第2回時計台対話集会「森と川と海の対話-安心・安全な社会を求めて」

フィールド科学教育研究センター
副センター長 竹内 典之


 京都大学フィールド科学教育研究センター(京大フィールド研)は、平成16年7月に開催した第1回時計台対話集会「森と里と海のつながり-“心に森”を築く」に続く第2弾として、平成17年12月18日(日曜日)に京都大学百周年時計台記念館百周年記念ホールにおいて、第2回時計台対話集会「森と川と海の対話-安心・安全な社会を求めて」を開催しました。京大フィールド研は、森と川と海のつながりに人と自然の共存原理を求める新しい統合科学「森里海連環学」を創生し、安心・安全で持続的発展が可能な社会の再構築に寄与することを目標としています。この時計台対話集会は、京大フィールド研の取り組みを多くの人々に理解していただくための活動の一環として実施しているものです。

 第2回となる今回は、作家のC.W.ニコル氏による「森を育てて海を想う」、アウトドアライターの天野礼子氏による「“川仕事”も“森仕事”も」、牡蠣養殖業を営む畠山重篤氏による「汽水に生きる」、そして多忙ななかご参加いただいた尾池和夫京都大学総長による「地球社会の共存」の講演の後、日本経済新聞編集委員土田芳樹氏のコーディネイトによる参加者と講師による対話を行った。
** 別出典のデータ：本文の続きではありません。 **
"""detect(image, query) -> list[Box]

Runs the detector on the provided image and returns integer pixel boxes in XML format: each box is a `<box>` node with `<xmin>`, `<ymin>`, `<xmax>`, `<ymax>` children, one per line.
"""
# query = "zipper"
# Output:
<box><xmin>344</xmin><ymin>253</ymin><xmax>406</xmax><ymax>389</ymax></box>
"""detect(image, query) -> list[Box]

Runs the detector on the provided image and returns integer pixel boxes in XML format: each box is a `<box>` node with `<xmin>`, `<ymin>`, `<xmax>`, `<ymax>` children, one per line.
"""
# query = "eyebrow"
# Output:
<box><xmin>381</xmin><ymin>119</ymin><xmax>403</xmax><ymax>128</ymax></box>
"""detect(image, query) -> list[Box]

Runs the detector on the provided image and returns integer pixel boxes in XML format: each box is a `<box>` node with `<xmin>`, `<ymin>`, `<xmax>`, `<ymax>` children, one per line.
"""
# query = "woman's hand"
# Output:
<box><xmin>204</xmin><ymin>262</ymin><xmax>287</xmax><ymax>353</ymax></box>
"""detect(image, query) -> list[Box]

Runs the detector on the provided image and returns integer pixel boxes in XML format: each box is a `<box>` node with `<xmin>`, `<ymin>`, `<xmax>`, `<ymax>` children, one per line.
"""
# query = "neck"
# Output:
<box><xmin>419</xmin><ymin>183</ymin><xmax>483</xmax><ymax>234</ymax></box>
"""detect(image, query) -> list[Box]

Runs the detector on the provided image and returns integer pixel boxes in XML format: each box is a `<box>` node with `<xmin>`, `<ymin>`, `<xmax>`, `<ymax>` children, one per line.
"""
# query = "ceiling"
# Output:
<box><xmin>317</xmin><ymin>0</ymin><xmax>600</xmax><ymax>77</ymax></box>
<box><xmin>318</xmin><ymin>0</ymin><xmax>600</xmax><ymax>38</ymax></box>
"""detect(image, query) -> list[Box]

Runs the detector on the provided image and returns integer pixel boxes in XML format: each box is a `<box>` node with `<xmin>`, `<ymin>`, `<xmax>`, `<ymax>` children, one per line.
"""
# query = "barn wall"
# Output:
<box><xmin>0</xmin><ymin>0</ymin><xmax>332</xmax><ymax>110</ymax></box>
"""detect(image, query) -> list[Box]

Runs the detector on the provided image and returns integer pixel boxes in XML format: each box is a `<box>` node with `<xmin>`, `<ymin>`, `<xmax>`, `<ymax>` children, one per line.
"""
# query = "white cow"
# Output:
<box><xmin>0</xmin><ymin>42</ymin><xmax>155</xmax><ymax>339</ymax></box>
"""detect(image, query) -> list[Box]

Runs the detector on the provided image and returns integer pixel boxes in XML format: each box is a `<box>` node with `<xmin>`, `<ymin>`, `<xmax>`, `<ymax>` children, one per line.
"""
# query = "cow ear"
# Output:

周知のように、作家のC.W.ニコル氏は、日本の自然を愛し、日本の森の再生を求めて自らも長野県黒姫山麓で「アファンの森」創りを進め、また、自然環境の大切さ、自然環境保全の必要を訴える多様な活動を展開されています。アウトドアライターの天野礼子氏は、長良川河口堰建設反対運動に立ち上がって以来一貫して日本の河川の再生に向けて活躍するとともに、近年は「川を再生するには森を生き返らせることが必要」と“森仕事”へ視野を広げて森の再生にも取り組まれています。宮城県気仙沼の牡蠣養殖漁師の畠山重篤氏は、「牡蠣の森を慕う会」の代表として「森は海の恋人」運動を精力的に推進するとともに、崩れ行く日本の豊かな渚域の保全に向けた全国規模での活躍をされています。また、尾池和夫京都大学総長は、著名な地震学者でもあり、京都大学の最高責任者としてまた自然科学者とし地球社会の共存に向けて積極的な取り組みをされています。日本経済新聞編集委員の土田芳樹氏は、森-里(川)-海の保全に深い洞察力を有し、昨年には5ヶ月かけて松尾芭蕉の歩いた「奥の細道」を追体験されています。

 安心・安全な社会の再構築は現代社会の大きな関心事であり、森と川と海のつながりは
その重要な自然的基盤です。現実社会で“森”と“川”と“海”の保全運動に先駆者として携わっておられる3氏と地震学者としても著名な尾池総長から話題提供を受け、森と川と海のつながりについて考えてみましょうとの呼びかけに多くの人々が応えて参加してくださいました。当日の京都は前夜の降雪が積雪として残り、寒くて足元の悪い日であったにも関わらず、参加者は350名にもおよびました。次世代を担う高校生・大学生・大学院生の参加者も多く、若い人々からの発言も活発で、実りの多い対話集会となりました。